2.- PARTICIPATION SACRAMENTELLE A LA VICTOIRE DE LA
CROIX
La participation
à la victoire de la Croix n'est pas seulement un
espoir pour l'avenir, mais une réalité présente (
Eph 2,13-22). Elle est accordée à ceux qui sont
baptisés ( Rom 6,3-4) et greffés au Corps du Christ
(Jn 15,1-8). Il n'y a pourtant aucune garantie
magique du salut et de la participation continue à
la vie du Christ (Rom 9,19-2).
Le Christ est
venu pour détruire la puissance de la désunion, en
unissant ceux qui croient en lui, à l'intérieur de
son propre Corps. Le signe extérieur de l'Eglise est
l'unité dans l'amour (Jn 17,21), alors que le centre
et la source de cette unité est l'Eucharistie: "
puisqu'il y a un seul Pain, nous qui sommes
plusieurs, formons un seul corps, parce que nous
participons tous à un seul Pain " ( 1 Cor 6,19-20 ).
Le baptême et la confirmation nous greffent au Corps
du Christ, alors que l'Eucharistie nous maintient
vivants en Christ et unis les uns aux autres par
l'inhabitation de l'Esprit Saint dans nos corps (1
Cor 6,19-20).
La foi est
insuffisante pour le salut. Les catéchumènes qui
étaient déjà des " croyants ", devaient veiller,
avant de recevoir le baptême, à rejeter tout ce que
le monde considère comme la " vie normale ", en
mourant au corps du péché et de la mort, pour
ressusciter à l'unité de l'Esprit, c'est-à-dire être
unis avec d'autres membres d'une communauté locale
dans le Christ et la vie commune dans l'amour.

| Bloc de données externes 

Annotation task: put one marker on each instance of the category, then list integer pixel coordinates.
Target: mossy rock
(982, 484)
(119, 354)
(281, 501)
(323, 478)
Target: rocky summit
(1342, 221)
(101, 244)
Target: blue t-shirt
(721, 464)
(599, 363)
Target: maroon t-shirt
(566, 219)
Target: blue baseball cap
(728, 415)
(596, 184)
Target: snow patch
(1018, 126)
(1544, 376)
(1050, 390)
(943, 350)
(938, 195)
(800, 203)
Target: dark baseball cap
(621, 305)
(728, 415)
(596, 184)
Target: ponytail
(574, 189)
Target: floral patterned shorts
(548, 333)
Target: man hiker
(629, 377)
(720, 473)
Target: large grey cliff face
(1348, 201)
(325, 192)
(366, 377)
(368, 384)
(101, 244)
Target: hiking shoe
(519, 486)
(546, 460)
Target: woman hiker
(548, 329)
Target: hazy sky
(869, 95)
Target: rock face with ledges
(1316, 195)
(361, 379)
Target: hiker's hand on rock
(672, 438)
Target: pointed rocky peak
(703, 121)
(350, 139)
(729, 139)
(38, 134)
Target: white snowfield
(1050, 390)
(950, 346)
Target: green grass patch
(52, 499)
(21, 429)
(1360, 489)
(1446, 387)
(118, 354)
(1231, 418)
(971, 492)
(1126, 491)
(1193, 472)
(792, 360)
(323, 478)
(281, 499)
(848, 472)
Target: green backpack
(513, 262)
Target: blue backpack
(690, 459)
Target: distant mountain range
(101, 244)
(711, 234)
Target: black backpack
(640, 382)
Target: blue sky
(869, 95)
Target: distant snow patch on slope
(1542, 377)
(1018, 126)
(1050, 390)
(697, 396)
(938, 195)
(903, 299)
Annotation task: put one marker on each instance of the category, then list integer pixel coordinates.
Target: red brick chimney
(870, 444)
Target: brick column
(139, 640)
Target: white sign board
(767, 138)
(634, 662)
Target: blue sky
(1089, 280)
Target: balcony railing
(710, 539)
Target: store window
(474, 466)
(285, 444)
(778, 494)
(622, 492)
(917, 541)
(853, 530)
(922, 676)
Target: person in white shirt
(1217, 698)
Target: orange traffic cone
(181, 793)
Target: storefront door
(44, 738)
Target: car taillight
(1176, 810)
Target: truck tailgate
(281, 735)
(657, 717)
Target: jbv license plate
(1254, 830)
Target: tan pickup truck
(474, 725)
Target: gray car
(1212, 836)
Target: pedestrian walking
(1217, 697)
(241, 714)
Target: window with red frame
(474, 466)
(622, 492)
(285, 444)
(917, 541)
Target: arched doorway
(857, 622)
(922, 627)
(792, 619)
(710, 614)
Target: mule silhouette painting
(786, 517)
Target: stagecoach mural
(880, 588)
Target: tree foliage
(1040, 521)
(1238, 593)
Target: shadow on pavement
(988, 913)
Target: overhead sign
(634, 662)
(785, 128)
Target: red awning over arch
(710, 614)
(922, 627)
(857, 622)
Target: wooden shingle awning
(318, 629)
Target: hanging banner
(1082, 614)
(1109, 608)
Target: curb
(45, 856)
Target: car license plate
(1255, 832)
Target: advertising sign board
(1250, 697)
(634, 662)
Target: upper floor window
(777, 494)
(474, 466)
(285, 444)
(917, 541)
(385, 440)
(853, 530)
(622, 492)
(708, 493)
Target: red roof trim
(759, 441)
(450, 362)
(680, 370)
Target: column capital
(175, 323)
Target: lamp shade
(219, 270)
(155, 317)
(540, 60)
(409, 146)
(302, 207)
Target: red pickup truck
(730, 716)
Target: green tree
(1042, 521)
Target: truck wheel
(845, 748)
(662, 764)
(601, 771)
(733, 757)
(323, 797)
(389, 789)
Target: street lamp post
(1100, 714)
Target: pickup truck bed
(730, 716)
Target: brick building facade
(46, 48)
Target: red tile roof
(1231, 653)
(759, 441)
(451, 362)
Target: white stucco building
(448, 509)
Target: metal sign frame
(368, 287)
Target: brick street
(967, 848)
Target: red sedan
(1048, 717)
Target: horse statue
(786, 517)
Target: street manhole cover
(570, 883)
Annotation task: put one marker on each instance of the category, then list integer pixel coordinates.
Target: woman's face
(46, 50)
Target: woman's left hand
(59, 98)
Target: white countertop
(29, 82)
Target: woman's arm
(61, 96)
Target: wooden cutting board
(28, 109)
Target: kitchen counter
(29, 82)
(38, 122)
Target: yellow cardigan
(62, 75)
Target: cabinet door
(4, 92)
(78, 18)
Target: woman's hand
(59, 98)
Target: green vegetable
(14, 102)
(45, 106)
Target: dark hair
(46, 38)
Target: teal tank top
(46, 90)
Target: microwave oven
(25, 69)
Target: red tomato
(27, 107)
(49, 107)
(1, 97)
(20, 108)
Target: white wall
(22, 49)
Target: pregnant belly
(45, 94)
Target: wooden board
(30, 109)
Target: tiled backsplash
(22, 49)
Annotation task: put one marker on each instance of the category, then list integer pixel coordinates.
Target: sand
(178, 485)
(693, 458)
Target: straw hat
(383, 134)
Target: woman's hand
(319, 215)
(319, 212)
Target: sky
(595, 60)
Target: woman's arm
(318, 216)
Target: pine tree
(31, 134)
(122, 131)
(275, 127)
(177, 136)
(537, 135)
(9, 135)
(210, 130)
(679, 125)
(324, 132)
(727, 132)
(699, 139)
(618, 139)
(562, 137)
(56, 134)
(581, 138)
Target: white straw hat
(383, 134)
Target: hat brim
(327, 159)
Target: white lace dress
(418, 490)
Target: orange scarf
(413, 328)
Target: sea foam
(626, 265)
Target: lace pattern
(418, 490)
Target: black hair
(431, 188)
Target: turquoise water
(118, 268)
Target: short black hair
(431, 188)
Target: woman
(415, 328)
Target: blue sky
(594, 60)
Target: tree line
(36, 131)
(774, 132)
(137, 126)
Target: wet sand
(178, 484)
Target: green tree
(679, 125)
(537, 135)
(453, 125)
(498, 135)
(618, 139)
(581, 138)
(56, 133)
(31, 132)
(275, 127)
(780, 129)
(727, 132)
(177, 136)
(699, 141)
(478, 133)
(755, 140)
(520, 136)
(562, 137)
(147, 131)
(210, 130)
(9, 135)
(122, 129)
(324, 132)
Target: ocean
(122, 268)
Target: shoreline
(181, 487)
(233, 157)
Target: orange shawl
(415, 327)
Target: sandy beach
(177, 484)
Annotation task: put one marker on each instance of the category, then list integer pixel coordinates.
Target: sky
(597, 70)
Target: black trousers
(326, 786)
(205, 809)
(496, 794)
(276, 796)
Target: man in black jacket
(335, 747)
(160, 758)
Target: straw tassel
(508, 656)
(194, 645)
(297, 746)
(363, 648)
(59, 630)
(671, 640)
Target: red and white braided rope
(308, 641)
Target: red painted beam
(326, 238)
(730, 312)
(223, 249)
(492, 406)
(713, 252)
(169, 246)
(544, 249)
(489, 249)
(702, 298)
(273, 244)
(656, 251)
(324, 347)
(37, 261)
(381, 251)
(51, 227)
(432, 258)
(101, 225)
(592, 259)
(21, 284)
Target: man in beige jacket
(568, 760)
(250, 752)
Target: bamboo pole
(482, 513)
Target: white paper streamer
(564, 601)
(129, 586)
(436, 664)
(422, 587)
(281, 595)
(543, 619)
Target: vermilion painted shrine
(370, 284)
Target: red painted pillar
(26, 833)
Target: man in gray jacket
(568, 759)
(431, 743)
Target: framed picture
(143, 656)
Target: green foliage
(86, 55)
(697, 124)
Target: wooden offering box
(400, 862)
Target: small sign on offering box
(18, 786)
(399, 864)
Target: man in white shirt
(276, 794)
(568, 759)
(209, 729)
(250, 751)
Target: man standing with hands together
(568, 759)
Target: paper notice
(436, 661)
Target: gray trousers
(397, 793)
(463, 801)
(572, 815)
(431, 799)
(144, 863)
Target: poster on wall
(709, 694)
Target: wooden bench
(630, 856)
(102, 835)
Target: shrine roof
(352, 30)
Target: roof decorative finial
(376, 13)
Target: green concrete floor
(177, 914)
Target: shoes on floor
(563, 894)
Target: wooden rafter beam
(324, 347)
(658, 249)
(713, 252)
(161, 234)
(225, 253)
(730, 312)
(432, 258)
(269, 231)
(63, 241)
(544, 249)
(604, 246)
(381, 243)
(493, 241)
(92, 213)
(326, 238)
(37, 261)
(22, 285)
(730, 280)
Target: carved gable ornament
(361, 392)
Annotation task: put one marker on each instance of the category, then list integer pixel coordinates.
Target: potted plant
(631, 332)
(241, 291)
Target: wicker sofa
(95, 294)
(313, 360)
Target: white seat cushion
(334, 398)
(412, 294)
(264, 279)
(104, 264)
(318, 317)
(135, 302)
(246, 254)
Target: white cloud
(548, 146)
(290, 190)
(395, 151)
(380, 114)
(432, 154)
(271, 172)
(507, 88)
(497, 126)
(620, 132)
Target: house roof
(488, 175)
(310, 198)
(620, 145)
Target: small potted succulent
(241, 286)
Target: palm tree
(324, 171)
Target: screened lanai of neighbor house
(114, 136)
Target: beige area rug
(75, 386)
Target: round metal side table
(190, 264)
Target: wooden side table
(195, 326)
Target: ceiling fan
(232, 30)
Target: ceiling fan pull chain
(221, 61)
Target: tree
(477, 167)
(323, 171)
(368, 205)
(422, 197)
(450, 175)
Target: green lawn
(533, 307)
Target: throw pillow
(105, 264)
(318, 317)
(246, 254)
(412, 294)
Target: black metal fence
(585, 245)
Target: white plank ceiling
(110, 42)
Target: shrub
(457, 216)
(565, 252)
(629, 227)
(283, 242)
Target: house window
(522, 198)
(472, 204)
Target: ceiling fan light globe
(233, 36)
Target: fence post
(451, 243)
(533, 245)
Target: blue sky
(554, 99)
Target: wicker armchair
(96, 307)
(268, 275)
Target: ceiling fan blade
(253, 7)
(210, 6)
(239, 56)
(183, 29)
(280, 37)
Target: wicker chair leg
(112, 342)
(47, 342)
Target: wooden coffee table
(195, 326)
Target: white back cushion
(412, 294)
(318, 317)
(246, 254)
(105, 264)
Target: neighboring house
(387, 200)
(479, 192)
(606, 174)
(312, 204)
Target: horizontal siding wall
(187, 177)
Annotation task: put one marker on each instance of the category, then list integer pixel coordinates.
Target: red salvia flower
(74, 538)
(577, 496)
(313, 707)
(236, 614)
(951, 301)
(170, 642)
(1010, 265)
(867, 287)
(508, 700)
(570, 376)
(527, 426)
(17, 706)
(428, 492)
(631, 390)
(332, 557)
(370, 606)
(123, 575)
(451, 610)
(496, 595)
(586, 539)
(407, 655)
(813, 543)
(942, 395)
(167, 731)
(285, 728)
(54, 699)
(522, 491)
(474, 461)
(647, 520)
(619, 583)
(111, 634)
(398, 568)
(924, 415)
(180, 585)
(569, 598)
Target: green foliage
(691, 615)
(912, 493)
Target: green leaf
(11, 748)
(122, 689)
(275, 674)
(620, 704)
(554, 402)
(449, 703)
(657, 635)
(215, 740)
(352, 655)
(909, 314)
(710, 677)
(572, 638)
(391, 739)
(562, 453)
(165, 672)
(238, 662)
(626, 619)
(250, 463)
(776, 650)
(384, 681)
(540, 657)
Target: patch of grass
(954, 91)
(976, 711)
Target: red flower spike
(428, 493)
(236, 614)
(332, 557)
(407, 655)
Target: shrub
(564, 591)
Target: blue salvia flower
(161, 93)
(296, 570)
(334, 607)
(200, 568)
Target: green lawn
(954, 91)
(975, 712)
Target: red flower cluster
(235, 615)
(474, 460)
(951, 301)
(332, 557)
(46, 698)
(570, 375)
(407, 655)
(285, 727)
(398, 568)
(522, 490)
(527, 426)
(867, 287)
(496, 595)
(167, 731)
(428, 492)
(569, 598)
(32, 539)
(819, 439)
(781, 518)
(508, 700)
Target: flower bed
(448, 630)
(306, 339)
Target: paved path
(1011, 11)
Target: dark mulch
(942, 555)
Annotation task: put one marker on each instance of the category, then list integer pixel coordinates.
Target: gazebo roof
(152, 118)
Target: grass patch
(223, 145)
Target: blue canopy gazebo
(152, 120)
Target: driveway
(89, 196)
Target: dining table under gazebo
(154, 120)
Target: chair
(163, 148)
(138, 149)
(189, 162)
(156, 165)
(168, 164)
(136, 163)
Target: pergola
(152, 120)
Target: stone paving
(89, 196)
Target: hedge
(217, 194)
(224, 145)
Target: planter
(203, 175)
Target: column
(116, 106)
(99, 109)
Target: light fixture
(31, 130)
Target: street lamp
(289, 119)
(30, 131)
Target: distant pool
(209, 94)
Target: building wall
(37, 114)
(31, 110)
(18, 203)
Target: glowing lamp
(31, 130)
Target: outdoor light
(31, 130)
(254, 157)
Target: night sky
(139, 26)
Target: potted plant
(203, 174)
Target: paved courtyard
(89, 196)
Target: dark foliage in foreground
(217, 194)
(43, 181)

L'Orthodoxie ne connaît rien de tel qu'un amour
sentimental pour l'humanité. C'est avec des hommes
concrets que nous devons être unis pour vivre en
Christ. La seule voie qui conduit à l'amour du
Christ est d'aimer la réalité que représentent les
autres chrétiens. " Je vous le dis en vérité, toutes
les fois que vous avez fait ces choses à l'un de ces
plus petits de mes frères, c'est à moi que vous les
avez faites " ( Mt 15,20).
L'amour dans le
Corps du Christ ne consiste pas en vagues
abstractions sur la nécessité de servir des
idéologies ou des causes humaines. L'amour, selon
l'image du Christ, consiste à être crucifié pour le
monde et, se libérant de toutes les idées vagues, à
vivre toutes les complexités de la vie communautaire,
cherchant à aimer le Christ dans le corps même des
frères qui possèdent une existence bien réelle. Il
est facile de parler d'amour et de bonté, mais il
est bien difficile d'entrer en relations intimes et
sincères avec des gens d'origines diverses. C'est
cela pourtant que la mort et la Résurrection en
Christ ont établi : une communauté de saints qui ne
pensent pas à eux-mêmes, ni à leur opinions propres,
mais expriment continuellement leur amour pour le
Christ et les autres hommes, en cherchant à
s'humilier, comme le Christ s'est humilié. Ce qui
n'était pas possible sous la loi de la mort, l'est
devenu par l'unité dans l'Esprit de Vie.
3.-COMMENT NOUS RÉALISONS AUJOURD'HUI LA VICTOIRE
SUR LA CROIX
Durant toute son
histoire, l'Eglise a dû combattre le péché et la
corruption au sein de ses propres membres, et
souvent au sein de son clergé. Cependant, à toutes
les époques, elle sut appliquer les moyens
appropriés, car elle était capable de reconnaître
l'ennemi. L'Eglise est dans la vérité non parce que
tous ses membres sont sans péché, mais parce que la
vie sacramentelle est toujours présente en elle et
contre cette dernière le Diable est sans défense. "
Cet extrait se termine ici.